Laksforsen was a significant river waterfall where the Vefsna River fell about 16m in total.
Each time we’ve seen the falls (in early July 2005 and in mid-July 2019), the falls had put on a serious show as it glistened in the afternoon sun or threw up enough spray to yield double morning rainbows.
The Sami people who inhabit much of Northern Scandinavia had mixed Norwegian and Swedish influences.
Therefore, they named the falls with a combination of salmon (laks meant salmon) and a Swedish twist to the word “falls” (fors as opposed to foss).
The Salmon Heritage
In the past, the plunge pool at the base of Laksforsen had the best salmon fishing while the Vefsna River as a whole was the most important river for salmon fishing in Northern Norway.
However, according to signage at the falls as of our latest visit in 2019, a salmon parasite that had plagued Norwegian rivers had also apparently struck this river system, which certainly had a negative impact.
On the west side of the river, there was apparently a 270m long salmon ladder, which was the longest in the world at the time of its completion in 1894.
When we returned to Laksforsen in 2019, we noticed there seemed to be some kind of construction work going on there, and we wondered if this waterfall may finally be tapped for hydroelectricity.
When we first came here in 2005, that side of the river was mostly forested.
Visiting Laksforsen was pretty straightforward as we could already see the impressive waterfall from around the cafe as well as from through the windows inside it.
The best viewing spots were definitely from the inside of the cafe, but lately I’ve noticed that the owners kindly ask visitors not to take pictures in there, especially if there were people dining.
Outside the cafe, there was a short but steep path on the dirt and granite slopes for a more frontal and direct view of Laksforsen.
We definitely had to exercise caution both because the footing was slippery on the granite (especially when wet) and because the currents were strong on the Vefsna.
In any case, a visit here could be very short as we could have had our fill in 15 minutes.
That said, we also took our time here in each of our visits so it was more like a leisurely 30-60 minutes experience to take it all in.
Indeed, this place was really more of a rest stop to help break up the long driving along the E6 artery throughout Norway, especially in the long and narrow north.

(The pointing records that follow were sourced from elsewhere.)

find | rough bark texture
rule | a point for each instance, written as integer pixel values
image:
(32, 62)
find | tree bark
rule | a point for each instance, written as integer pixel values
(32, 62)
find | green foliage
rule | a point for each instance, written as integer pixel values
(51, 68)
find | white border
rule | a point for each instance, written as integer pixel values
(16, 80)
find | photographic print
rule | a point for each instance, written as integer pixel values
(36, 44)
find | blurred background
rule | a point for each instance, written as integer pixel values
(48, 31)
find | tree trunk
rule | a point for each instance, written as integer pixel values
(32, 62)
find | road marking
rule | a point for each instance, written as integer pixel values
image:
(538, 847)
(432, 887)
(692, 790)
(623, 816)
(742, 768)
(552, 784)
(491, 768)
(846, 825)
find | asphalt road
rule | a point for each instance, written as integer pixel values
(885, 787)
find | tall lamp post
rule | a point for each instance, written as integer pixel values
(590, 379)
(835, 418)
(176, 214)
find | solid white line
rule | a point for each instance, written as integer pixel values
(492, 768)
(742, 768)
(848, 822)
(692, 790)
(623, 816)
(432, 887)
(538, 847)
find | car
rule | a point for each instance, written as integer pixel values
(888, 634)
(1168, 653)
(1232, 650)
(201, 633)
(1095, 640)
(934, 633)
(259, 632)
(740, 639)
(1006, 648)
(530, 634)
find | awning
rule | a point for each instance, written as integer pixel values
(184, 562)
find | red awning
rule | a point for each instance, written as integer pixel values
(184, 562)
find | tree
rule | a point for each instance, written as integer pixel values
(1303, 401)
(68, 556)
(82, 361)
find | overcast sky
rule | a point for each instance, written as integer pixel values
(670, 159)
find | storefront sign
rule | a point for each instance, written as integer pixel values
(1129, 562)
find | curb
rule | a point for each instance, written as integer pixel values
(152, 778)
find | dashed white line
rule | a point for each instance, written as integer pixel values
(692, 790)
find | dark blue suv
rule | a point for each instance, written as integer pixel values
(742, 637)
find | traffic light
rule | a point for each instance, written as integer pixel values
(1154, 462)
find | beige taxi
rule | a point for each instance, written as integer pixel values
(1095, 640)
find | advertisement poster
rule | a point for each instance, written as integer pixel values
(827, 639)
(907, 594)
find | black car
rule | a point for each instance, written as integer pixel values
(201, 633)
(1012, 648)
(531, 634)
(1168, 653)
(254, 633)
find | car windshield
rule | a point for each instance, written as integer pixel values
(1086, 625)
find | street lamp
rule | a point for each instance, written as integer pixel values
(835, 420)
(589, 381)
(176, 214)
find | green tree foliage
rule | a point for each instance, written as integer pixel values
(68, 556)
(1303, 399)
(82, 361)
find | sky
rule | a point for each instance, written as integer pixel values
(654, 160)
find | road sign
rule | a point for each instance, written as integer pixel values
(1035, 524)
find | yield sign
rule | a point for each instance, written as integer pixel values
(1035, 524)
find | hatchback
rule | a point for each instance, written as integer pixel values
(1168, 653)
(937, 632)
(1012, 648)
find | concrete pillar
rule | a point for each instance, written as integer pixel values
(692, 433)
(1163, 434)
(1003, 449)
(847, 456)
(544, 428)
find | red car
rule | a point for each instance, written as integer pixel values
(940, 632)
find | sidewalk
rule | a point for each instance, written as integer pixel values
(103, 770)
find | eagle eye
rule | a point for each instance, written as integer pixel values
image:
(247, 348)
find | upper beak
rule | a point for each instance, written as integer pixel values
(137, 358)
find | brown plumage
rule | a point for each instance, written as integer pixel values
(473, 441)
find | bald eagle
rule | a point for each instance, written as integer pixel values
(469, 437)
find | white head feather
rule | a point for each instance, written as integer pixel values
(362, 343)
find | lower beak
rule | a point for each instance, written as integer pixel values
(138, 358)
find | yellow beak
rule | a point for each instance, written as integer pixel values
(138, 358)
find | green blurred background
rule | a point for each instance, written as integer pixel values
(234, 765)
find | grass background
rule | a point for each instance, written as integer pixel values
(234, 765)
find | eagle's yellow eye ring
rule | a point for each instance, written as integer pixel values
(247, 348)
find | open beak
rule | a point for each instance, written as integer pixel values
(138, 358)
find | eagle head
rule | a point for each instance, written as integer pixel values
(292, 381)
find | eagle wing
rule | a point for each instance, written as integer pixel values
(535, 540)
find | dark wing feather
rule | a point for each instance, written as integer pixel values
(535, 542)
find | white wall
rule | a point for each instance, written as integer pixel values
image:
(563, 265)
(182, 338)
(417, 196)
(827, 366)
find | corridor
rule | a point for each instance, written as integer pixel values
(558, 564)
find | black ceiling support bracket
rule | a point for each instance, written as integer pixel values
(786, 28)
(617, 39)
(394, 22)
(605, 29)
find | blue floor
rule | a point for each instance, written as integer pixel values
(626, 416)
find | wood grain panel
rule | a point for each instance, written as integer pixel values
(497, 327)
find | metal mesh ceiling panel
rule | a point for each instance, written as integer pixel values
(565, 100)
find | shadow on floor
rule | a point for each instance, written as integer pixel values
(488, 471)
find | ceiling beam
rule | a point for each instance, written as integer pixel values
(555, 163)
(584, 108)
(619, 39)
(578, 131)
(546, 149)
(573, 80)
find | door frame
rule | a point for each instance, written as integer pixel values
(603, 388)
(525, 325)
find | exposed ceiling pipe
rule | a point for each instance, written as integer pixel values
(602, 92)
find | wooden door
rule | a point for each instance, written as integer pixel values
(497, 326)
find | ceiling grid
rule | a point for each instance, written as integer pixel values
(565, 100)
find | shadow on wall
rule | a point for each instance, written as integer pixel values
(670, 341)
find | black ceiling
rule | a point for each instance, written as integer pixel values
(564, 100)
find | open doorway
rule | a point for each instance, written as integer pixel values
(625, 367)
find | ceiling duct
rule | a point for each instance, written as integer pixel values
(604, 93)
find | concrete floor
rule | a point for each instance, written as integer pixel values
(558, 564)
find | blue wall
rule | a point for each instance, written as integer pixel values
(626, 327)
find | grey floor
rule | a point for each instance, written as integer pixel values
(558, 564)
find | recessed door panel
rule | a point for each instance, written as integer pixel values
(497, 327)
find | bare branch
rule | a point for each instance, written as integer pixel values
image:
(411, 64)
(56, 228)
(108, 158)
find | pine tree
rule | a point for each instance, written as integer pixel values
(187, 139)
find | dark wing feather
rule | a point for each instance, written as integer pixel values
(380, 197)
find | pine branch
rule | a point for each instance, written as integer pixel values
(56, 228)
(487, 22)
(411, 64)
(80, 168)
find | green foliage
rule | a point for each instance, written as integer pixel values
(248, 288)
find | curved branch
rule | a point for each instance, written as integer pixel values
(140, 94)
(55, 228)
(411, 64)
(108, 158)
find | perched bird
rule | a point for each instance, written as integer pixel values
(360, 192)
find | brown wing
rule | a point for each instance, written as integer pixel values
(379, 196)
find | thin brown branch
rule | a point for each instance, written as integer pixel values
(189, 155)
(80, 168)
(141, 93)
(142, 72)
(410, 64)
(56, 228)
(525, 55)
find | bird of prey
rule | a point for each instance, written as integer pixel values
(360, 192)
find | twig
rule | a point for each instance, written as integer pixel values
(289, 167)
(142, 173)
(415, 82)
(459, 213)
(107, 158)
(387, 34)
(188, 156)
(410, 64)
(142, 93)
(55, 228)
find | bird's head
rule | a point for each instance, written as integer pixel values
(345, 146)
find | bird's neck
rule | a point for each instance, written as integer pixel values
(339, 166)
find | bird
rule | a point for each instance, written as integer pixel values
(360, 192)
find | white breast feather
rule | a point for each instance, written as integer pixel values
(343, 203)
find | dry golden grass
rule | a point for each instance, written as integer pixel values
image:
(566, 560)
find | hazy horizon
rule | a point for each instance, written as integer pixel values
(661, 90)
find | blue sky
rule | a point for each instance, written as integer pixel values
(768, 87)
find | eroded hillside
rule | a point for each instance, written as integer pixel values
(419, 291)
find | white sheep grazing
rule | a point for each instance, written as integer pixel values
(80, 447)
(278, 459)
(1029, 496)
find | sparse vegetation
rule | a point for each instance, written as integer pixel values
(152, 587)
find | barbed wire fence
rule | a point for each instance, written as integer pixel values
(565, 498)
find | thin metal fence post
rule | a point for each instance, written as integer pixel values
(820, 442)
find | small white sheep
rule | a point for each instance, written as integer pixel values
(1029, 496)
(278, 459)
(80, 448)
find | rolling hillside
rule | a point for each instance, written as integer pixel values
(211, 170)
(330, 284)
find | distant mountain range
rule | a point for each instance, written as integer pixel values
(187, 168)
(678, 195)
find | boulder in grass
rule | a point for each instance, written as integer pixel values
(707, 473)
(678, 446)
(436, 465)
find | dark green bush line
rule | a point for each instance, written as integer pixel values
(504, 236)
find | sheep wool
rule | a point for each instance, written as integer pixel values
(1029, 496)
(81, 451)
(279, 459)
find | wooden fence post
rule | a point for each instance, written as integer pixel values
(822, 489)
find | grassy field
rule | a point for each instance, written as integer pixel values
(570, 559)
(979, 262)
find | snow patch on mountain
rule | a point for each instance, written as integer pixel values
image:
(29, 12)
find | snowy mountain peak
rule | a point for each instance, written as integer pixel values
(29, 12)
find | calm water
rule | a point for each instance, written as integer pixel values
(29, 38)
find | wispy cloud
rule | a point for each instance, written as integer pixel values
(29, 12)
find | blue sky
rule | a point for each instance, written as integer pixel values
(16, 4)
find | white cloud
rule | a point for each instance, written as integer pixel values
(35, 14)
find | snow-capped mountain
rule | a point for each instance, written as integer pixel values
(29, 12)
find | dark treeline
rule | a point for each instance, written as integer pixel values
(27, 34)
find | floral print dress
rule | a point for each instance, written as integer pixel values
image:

The Most Dangerous Road in Norway?
On our very first visit to Laksforsen in early July 2005, I recalled that I had been fighting road fatigue due to the long driving distances.
This stretch of the E6 would require about 7 hours of driving without stops.
Since this waterfall seemed to be situated around the 2/3 to 3/4 point of the overall seven-hour drive, it seemed to be well-situated to act as a rest stop to recharge and stave off road fatigue for a little while longer.
Another thing about our first visit here in 2005 was that we had read a sign talking about how the E6 road could be the deadliest in Norway due to road fatigue.
When we came back 14 years later, we didn’t see that sign anymore.
And I wondered if it had anything to do with the fact that there was a lot of road construction going on in the E6 that seemed to aim to make the road safer.
We definitely witnessed a good deal of delays due to such road work on our 2019 visit, where it seemed like they were working to straighten out the E6 while increasing the speed limits.
Although in our visits, we’ve either stayed in Trondheim to the south or Mo I Rana to the north prior to visiting Laksforsen, the nearest large town was actually Mosjøen (I think is pronounced “MOO-shuew-un”) so I’ll use that town as a reference point.
So from Mosjøen, the well-signed turnoff for Laksforsen was off the E6 about 28km to the south of town.
Then, after leaving the E6 to take this turnoff, we went another 800m to the Laksforsen Turistcafe, where there was a pretty large area for parking.
Going in the opposite direction, this turnoff from the E6 would be about 13km north of the E6 and Rv73 junction in the town of Trofors.
For some geographical context, Mosjøen was about 88km (under 90 minutes drive) south of Mo I Rana, 264km (about 4 hours drive) north of Fauske, 315km (over 4.5 hours drive) north of Bodø, 271km (about 4 hours drive) north of Steinkjer, 390km (about 5.5 hours drive) north of Trondheim, and 511km (about 8 hours drive with a ferry crossing) south of Narvik.